The proposed pipeline is to extend 1,168 miles (1,880 km) across North Dakota, South Dakota, Iowa, and Illinois, crossing through communities, farms, tribal land, sensitive natural areas and wildlife habitat.
Opponent to the project include local Native Americans, who argue that the pipeline could poison the local water supply and destroy sacred sites near the reservation of the Standing Rock Sioux Tribe.
Hundreds of activists have spent months protesting, and there have been recent reports of increasing use of force by local law enforcement, including firing rubber bullets, tear gas and water cannon at protestors in sub-zero temperatures.
This weekend some 2,000 US veterans are joining the protest. They will form a human shield around them so they can have "a moment of peace and take a little bit of pressure off them," a spokeswoman for Veterans Stand for Standing Rock said.
"It's very scary when the government is being used as a tool of corporate interests. This pipeline is not in the interests of the environment, it's not in the interests of our energy needs, it is in the interests of oil companies who will be shipping this fuel offshore and making profits. They're using the government and suppressing our civil liberties and committing major human rights violations to achieve those goals," Tabakin said.
Tabakin said that there are several reasons for the limited media coverage. One is the harsh weather conditions and relative isolation of the protest sites. Another is the tendency to dismiss environmental protestors as fringe groups.

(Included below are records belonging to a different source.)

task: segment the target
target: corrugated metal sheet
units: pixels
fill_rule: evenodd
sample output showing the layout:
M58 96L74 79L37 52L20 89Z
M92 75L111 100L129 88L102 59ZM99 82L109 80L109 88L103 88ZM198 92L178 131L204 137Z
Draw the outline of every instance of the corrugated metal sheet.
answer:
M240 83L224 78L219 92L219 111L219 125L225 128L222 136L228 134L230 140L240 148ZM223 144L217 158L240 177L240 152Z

"There is a tendency to perceive any kind of protests like these as fringe operators, but these are not radical people, these are very peaceful stakeholders in this land, the indigenous people in particular and the people who depend upon these water supplies."
"Ultimately, the Obama administration is going to have to do something. Whether it's keeping the peace, or speaking out, or using what remaining tools they have available to them to cool this down. To stop, go back and look at all the regulations that exist that have been ridden roughshod over by piecing together a whole series of small projects rather than looking at the environmental impact of the whole thing," Tabakin said.